スライドギターの概念を変えた
デビッド・リンドレーの
『ウィン・ジス・レコード』は
時代に左右されない作品だ

『Win This Record』(’82)/David Lindley

『Win This Record』(’82)/David Lindley

デビッド・リンドレーと言えばジャクソン・ブラウンの名前が浮かぶほど、その関係は深い。特に『レイト・フォー・ザ・スカイ』(‘74)のタイトルトラックでの寂寥感に包まれた味わい深いギターソロはまさに名演で、リンドレーの名がロックファンの心に刻みつけられた忘れられない一曲となった。しかし、彼の天才はラップ・スティールによるスライドプレイにあり、『プリテンダー』(’76)以降のジャクソン・ブラウン作品でのプレイは、どんどん凄みを増していった。そのプレイに魅せられた多くのファン(もちろん僕も含めて)は彼のセッション作品も聴かずにはおれず、彼が参加しているというだけでアルバムを購入し、やっぱりその演奏に引き込まれるのである。今回は80年代初頭にリンドレーが結成したエル・ラーヨ・エキス名義としては1作目となる『ウィン・ジス・レコード』を取り上げる。

スライドギターとスティールギター

リンドレーはギターだけでなく、バンジョー、フィドル、マンドリン、ラップ・スティール、ブズーキ、シタール、チャランゴ、ウード等々、各種楽器をマスターしたマルチ・インストゥルメンタル奏者である。特にスティールギターの一種であるラップ・スティールをロックの世界に持ち込んで、それまでのスライドギターの概念を根本から変えてしまった功績は、とてつもなく大きいと言えるだろう。
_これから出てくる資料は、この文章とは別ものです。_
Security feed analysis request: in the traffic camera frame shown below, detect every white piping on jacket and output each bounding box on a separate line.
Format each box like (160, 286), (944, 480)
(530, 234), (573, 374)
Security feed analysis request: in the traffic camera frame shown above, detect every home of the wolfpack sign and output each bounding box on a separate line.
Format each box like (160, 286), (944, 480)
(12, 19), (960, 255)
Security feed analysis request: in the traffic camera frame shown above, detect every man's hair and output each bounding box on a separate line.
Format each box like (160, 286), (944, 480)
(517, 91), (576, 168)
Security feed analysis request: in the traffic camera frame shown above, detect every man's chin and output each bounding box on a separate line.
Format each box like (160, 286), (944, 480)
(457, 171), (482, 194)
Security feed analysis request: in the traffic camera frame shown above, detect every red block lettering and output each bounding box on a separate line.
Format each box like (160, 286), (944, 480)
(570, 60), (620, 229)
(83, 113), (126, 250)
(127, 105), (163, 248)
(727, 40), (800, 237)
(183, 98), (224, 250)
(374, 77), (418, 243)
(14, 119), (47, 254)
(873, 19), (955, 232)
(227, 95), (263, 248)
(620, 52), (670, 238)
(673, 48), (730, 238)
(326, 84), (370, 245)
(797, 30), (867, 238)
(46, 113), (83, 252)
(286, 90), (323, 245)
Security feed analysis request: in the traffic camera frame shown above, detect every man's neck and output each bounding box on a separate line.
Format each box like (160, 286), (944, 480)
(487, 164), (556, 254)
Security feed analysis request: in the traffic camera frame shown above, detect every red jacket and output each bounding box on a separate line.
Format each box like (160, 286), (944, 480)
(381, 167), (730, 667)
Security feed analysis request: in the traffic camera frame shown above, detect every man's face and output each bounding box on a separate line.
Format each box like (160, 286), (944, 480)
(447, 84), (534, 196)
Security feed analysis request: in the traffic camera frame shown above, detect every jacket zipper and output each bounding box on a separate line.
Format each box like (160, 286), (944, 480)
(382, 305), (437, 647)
通常、スライドギターはボトルネック奏法とも呼ばれ、金属もしくは瓶を使って弦にスライドさせて音を出す奏法のこと。もともとはロバート・ジョンソンやサン・ハウスらデルタブルースのアーティストが編み出し、その後マディ・ウォーターズやエルモア・ジェイムズらアーバンブルースのプレーヤーが、エレキに合ったサウンドを模索しながら進化した。ロック界ではデュアン・オールマン、ライ・クーダー、ローウェル・ジョージ、デレク・トラックスらがブルースのスライド奏法をアレンジし、ロックに合った弾き方を生み出している。

一方で、ハワイアンスティールと呼ばれる、スライド奏法でのみ使えるハワイアン音楽専用の楽器が30年代に登場し、天才スティールギタリストのソル・ホーピーによってジャズと結び付きながら独特の進化を遂げる。戦前にはラテン、ハワイアン、ブルース、スウィングジャズなどをミックスした元祖アメリカーナ音楽とも言えるウエスタン・スウィングに使われることで、ハワイアンとは違うアメリカ本土のスティールギター奏法が生まれる。これがカントリー音楽で使われるようになると楽器の改良が進み、ペダルスティールギターが開発されるなど、ブルースのスライド奏法とは違うイディオムが誕生する。

ブルースルーツのスライドと
カントリールーツのスライド

リンドレーはブルースルーツのボトルネック奏法ではなく、ハワイアン〜カントリールーツのラップ・スティール(足のついた普通のスティールギターのコンパクト版で、膝に乗せて使用する)を使うことで、これまでのスライドギタリストとは性質を異にしたスタイルを確立する。彼が登場するまでロックの世界でカントリースタイルのスライドを弾いたのは、デュアン・オールマンがカウボーイの2ndアルバム『5‘ll Getcha Ten』(’71)にドブロギターで参加した「プリーズ・ビー・ウィズ・ミー」と、ジェシ・デイヴィスが自身のソロ『Ululu』で弾いた「ホワイト・ライン・フィーヴァー」(‘72)あたりが思い出されるぐらいで、非常に少ない。その理由としては、カントリースタイルの場合、スライドではなくペダル・スティールを使ったほうが効果的だからだと思う。

リンドレーはラップ・スティールを使って強いディストーションの掛かったロングサステインのサウンドを創り、ブルースでもカントリーでもないロックのスライド奏法を編み出した創始者である。そのプレイは実に繊細かつ大胆で、彼のフォロワーは次々に現れるのだが、未だ彼のように琴線に触れる演奏をする者はいない。